How can a transition be effected?

A reader of the blog wrote asking whether readers of Equality by Lot have ideas about how a transition toward a system in which sortition plays an important role could be achieved.

The reader, who is an Iranian expat, is specifically interested in the case of Iran, which she describes as follows:

  • There are no political parties in Iran, though there are some syndicates of workers, teachers, …
  • There are some opposition groups out of Iran, but those who are well-known and are professional politicians, are just promoting their own interests, I think.
  • The majority of people who are against the regime are still passive as they don’t know what would happen next. They need an image of the future of Iran.
  • There is so much violence from regime devotees because they are also afraid of the future. Maybe the idea of sortition can soothe them too.

With the appropriate modifications, however, the description applies also to many (possibly all) other countries, specifically including those with the Western-style elections-based systems. Therefore any ideas may very well be relevant for effecting a change in many societies.

The questions then are:

How can a revolution create a deliberative democracy and sortition?
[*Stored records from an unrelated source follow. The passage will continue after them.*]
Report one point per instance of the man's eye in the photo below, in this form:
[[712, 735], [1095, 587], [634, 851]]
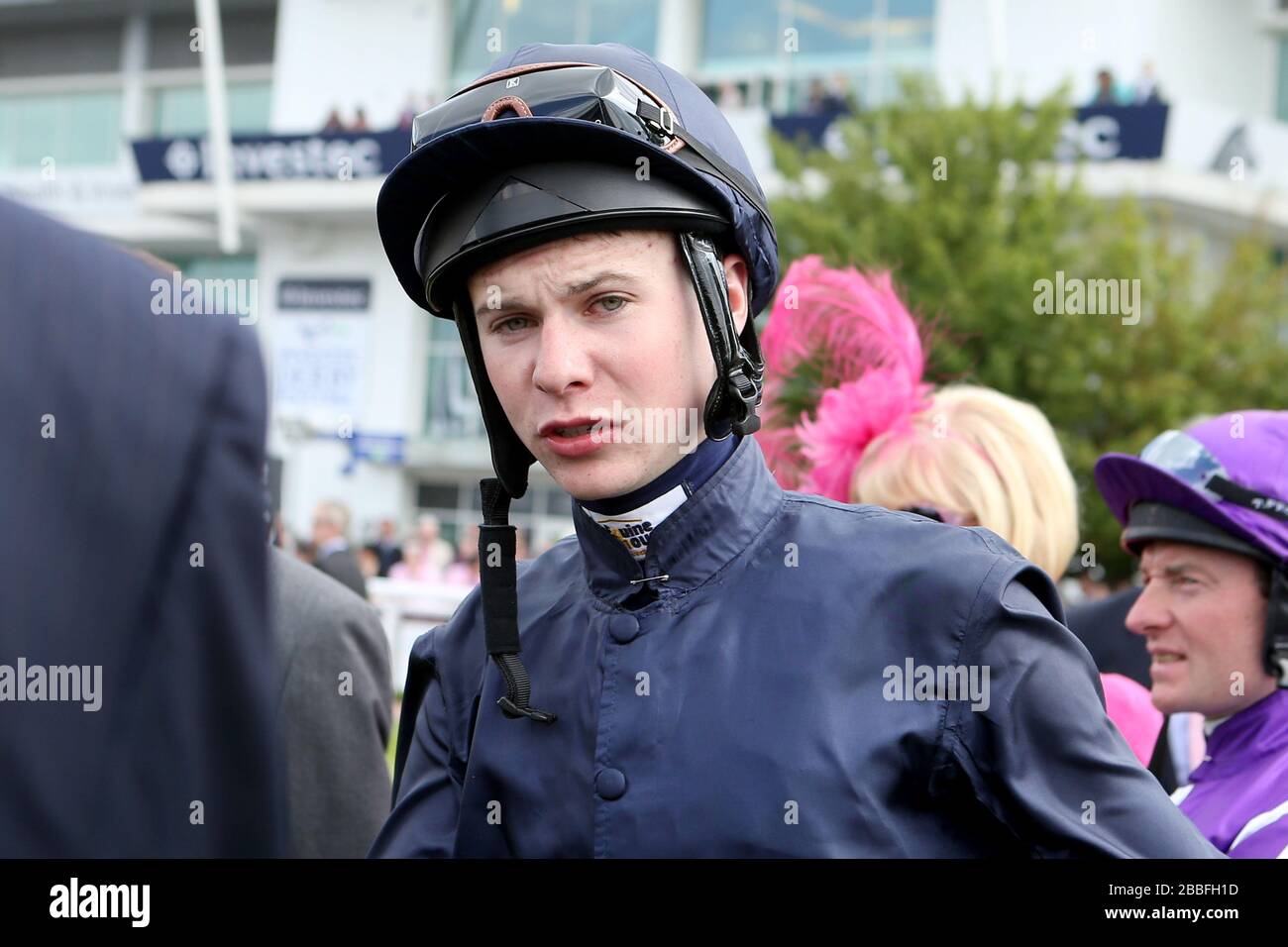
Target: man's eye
[[505, 326], [617, 303]]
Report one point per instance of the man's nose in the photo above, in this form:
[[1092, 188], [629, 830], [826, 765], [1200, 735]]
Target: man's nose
[[1149, 612], [563, 357]]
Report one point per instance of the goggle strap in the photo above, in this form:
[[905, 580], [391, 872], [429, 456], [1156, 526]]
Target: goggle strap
[[1249, 499]]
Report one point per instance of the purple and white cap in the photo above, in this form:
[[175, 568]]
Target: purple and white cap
[[1223, 482]]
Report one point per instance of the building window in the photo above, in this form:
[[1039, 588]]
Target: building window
[[181, 110], [484, 30], [1282, 99], [859, 44], [451, 410], [75, 129]]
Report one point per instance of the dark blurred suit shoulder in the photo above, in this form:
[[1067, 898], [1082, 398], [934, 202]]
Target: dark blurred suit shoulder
[[158, 446], [343, 567], [1102, 626], [338, 779]]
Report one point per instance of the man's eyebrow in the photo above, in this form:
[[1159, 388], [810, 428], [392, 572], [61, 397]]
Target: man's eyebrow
[[591, 282], [575, 289], [1179, 569]]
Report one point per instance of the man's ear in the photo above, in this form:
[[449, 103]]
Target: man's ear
[[735, 278]]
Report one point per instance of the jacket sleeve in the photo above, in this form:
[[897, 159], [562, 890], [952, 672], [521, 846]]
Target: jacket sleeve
[[1039, 753], [426, 788], [1265, 836]]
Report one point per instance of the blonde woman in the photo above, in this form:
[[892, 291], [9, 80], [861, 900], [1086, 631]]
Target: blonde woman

What would be a realistic scenario or plan for that? What can international agents/actors, people like you, do to make it possible? Is there any international organization that can help at least us, Iranians who live out of Iran, to have a “citizen assembly based on sortition”, to practice democracy and peer-to-peer conversation between us and to create a feasible image of how could be the democracy like in Iran of future?

And, again, I believe the answers in the context of Iran would not be very different from the answers in other contexts. Sortition activists of all countries should consider these questions in the contexts of their own societies and government systems.